Where trustees offer in-scheme flexible access options (particularly drawdown), it’s not surprising that the work of governance extends into the decumulation sphere – historically, an area which DC trustees have not had to consider in detail. The same principle must apply where trustees offer access via a link with an external provider – the choice of decumulation provider, and their performance and charges, should come under the same type of ongoing monitoring and scrutiny as the investment provider – and trustees need to maintain the flexibility to move to a different provider for either service if required.
Trustees can’t ‘set and forget’ their flexible access options. Information from the first few months of the pension freedoms may be unreliable – we have not yet reached ‘steady state’ in terms of DC access, so regular and ongoing reviews about what to offer, tailored to the scheme’s membership profile, will be a feature of life under the new regime.
Trustees are expected to regard statutory timescales for action as maximum periods, not as representing ‘prompt’ processing – in particular, contributions should be invested within a maximum of three working days following receipt of the contributions and completion of reconciliation activity.
Is this deadline achievable in practice? The Government previously called for evidence on setting five days as an appropriate deadline for the investment of contributions.
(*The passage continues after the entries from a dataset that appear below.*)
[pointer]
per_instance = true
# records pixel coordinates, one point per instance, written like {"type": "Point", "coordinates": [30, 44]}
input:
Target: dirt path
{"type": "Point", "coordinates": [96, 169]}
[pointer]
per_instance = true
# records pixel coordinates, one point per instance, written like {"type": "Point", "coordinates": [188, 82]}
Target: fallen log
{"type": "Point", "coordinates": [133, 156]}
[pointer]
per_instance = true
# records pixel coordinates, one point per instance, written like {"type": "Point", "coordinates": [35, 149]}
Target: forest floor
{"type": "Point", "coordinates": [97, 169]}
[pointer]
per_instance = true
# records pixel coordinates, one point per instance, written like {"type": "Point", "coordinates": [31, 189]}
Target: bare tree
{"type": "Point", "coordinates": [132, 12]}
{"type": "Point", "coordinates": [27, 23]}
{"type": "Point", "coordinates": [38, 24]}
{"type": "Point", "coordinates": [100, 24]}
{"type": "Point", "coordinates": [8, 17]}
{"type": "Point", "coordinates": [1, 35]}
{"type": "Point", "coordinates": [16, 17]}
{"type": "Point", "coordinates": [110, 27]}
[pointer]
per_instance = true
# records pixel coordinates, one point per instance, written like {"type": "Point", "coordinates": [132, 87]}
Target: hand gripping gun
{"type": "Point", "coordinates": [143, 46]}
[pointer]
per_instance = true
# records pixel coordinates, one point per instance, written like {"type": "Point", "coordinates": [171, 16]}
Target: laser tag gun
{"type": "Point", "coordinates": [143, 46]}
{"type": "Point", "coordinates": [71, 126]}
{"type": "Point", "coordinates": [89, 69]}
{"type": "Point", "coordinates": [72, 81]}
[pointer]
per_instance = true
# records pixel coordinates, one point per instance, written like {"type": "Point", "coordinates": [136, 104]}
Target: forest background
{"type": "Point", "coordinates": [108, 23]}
How would this work in your scheme?
4. Investment governance
Trustees are expected to regularly engage with members about when and how they wish to take their DC benefits, and consider this information when determining investment options, including the likelihood of members wanting to take flexible access, and preferences for sustainable funds.
Is there a risk that regular member surveys on these lines increase expectations that members will be given what they ask for? Ultimately, scheme design decisions are for the trustees to take (often with input, in relation to decumulation options, from the employer because of cost and HR implications). Members may also argue that trustees should use their statutory override power to provide flexible access despite any provision of the scheme rules to the contrary. Assessing demand will be important, but trustees will need to draft their communications with care.
5. Value for members
Trustees are expected to document their process for assessing value for members, and to understand ‘value for members’ as including scheme management and governance, administration, investment governance and communications, using the new Code as a starting point.
In other words, compliance with the rest of the Code becomes part of the value schemes provide to members under this part of the Code. The repeated emphasis on documented processes reflects the Regulator’s belief that proper process will drive better outcomes – while this may be true in many cases, trustees may well feel the onset of documentation fatigue.
6. Communications and reporting
Trustees are expected to make members aware of their right to transfer out at any age in order to access their benefits flexibly, regardless of whether the scheme itself offers flexible access.
There is a potential tension between making members aware of their transfer rights and the encouragement (soon to be a requirement) for trustees to communicate risk warnings when members explore transfer options. Is there a risk that members could become confused by mixed messages?
Codes can change quite dramatically as a result of the consultation process, and you have until 29 January 2016 to let the Regulator know your views, so it’s worth taking time to read the draft Code (link here) and considering how these and other issues could affect your scheme.